According to the 40th Anniversary DVD release of Mary Poppins in 2004, Walt Disney first attempted to purchase the film rights to Mary Poppins from P.L. Travers as early as 1938, but was rebuffed because Travers was disgusted by Hollywood's handling of book-to-film adaptations, and did not believe a film version of her books would do justice to her creation. Another reason for her initial rejection would have been that at that time the Disney studios had not yet produced a live action film. For more than twenty years, Disney made periodic entreaties to Travers to allow him to make a Poppins film. He finally succeeded in 1961, but Travers demanded and got script-approval rights. Planning the film, writing the script and composing the songs took about two years. Travers objected to a number of elements that actually made it into the film. Rather than the Sherman Brothers' original songs, she wanted the soundtrack to feature known standards of the Edwardian period in which the story is set. She objected the "anti-feminist" ending, in which Winifred Banks, the mother of Jane and Michael, lays aside her devotion to the cause of women's suffrage to be with her children and to round up help and support to find George Banks after he fails to come back from the bank. Travers also objected to the idea of using animation to depict the chalkboard world. Disney overruled her, citing contract stipulations that he had final say on the finished print. Travers refused to allow any other Mary Poppins books to be filmed, even though Walt tried very hard to get her to reconsider.

P.L. Travers never forgave Walt Disney for what she saw as vulgar and disrespectful adaptation of her "Mary Poppins" novels. Forty years after the release of the film, stage producer Cameron Mackintosh (Cats, Les Misérables, Oliver!, The Phantom of the Opera, Miss Saigon) approached Travers about a musical theatre version of her work. The author initially refused, citing the film as a reason why she would never again allow an adaptation of her "Mary Poppins" series. After several meetings, the author relented, though when Mackintosh suggested using the songs from the Disney film in the production, Travers again balked. After much more pleading, Mackintosh convinced Travers to allow a stage production with the songs from the film on the strict proviso that no Americans participate in the development, and further that no one involved with the film version--including original film composers the Sherman Brothers, both of whom were still alive and working at the time--could participate. Mackintosh proceeded with development of the stage adaptation for several years without any involvement from Disney, per Travers' wishes, though after the author's death in 1996, the Walt Disney Company was allowed some degree of creative involvement and went on to co-produce the musical with Mackintosh.

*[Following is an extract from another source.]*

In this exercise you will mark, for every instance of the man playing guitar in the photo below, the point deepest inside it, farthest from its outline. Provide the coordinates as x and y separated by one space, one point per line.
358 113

P.L. Travers never did approve of casting Dick Van Dyke as Bert in the pre-production stages of Mary Poppins. Although he claimed that it was the best film he was in, Van Dyke felt that he was miscast to play Bert and said that either Jim Dale or Ron Moody should have been cast to play Bert. Travers suggested actors like Richard Burton, Alec Guinness, Richard Harris, Rex Harrison, Ron Moody, Laurence Olivier, Peter O'Toole, and Peter Sellers for the role, in keeping with the British nature of her books. Even Travers and Walt Disney both favored Stanley Holloway for Bert, but Halloway had to turn down the role due to his obligation on reprising his stage role of Alfred P. Dolittle for the film version of Lerner and Loewe's My Fair Lady, which later became Mary Poppins' chief competitor in 1964.